To have all of the files dowmloaded into a single directory, set the the -keep_paths argument to false:

gsacclient.sh  -file -download destination_directory  

-site.code p123 -limit 4 -keep_paths false


To search for metadata about instrument data files (using the the gsac client, the web page UI, or the API)


gsacclient.sh -file site.code Palm -limit 15


you can for example specify "output" (format of result) of "file.url,"


gsacclient.sh -file site.code Palm -limit 15 output file.url


and you will get a list of URLS like this:


ftp://data-out.unavco.org/pub/rinex/obs/2012/158/palm1580.12d.Z


This is of course a URL which can be used to download a file with FTP from the given server.


As always, the gscacclient shows you first the equivalent one-line API URL:


Processing file query:

http://facility.unavco.org/gsacws/gsacapi/file/search?site.code=Palm&limit=15&output=file.url


If you use "output" of "file.wget" (using the the gsac client, the web page UI, or the API)


gsacclient.sh -file site.code Palm -limit 15 output file.wget


the result returned is one or more lines such as


wget ftp://data-out.unavco.org/pub/rinex/obs/2012/158/palm1580.12d.Z


which are wget commands to download a file with "wget" from the given server.
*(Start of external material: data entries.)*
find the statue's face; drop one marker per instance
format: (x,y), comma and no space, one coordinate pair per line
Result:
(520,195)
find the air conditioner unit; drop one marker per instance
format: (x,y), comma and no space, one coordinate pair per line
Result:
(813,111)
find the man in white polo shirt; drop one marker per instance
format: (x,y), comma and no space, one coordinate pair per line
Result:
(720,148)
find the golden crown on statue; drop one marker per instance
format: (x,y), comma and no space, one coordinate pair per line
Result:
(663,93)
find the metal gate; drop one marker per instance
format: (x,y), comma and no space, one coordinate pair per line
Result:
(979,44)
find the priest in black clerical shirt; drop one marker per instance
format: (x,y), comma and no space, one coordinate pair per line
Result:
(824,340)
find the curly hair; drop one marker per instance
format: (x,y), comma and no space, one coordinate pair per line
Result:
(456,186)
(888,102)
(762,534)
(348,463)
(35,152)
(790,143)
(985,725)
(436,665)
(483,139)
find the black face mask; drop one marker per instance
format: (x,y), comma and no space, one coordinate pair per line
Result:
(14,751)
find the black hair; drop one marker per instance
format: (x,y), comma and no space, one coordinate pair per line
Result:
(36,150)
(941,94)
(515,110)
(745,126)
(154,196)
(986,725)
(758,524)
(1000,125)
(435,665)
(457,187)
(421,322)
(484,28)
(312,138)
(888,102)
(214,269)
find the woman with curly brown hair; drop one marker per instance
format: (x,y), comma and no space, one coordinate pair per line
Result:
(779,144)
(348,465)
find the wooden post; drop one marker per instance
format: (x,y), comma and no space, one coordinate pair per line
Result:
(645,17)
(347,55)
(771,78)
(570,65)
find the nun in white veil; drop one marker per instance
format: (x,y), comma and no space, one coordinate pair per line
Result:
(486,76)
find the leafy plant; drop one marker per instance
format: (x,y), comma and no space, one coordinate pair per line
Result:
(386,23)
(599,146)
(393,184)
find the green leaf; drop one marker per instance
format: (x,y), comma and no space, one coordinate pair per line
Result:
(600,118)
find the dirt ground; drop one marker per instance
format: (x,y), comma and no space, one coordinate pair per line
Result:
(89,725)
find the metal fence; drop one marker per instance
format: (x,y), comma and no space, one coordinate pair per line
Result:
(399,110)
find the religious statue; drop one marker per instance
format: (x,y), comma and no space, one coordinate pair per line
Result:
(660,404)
5.8 Using Linux with the GSAC Client

You can use gsac client calls as part of Linux commands, such as

gsacclient.sh -server http://facility.unavco.org/gsacws -site.code ADE* -output site.xmllog | grep receiverType

which lists the reciever types for sites beginning with ADE:

<gnssReceiver><equip:receiverType><![CDATA[ASHTECH Z-XII3]]></equip:receiverType>

<gnssReceiver><equip:receiverType><![CDATA[ASHTECH Z-XII3]]></equip:receiverType>

<gnssReceiver><equip:receiverType><![CDATA[TRIMBLE 5700]]></equip:receiverType>

You can write results in a new file ADE_receiver_list:

gsacclient.sh -server http://facility.unavco.org/gsacws -site.code ADE* -output site.xmllog | grep receiverType >> ADE_receiver_list

You can get the GSAC API (URL) for any query submitted through the GSAC client. The API URL is the first line returned from any query. See examples of GSAC client use in the section titled The GSAC Command Line Client.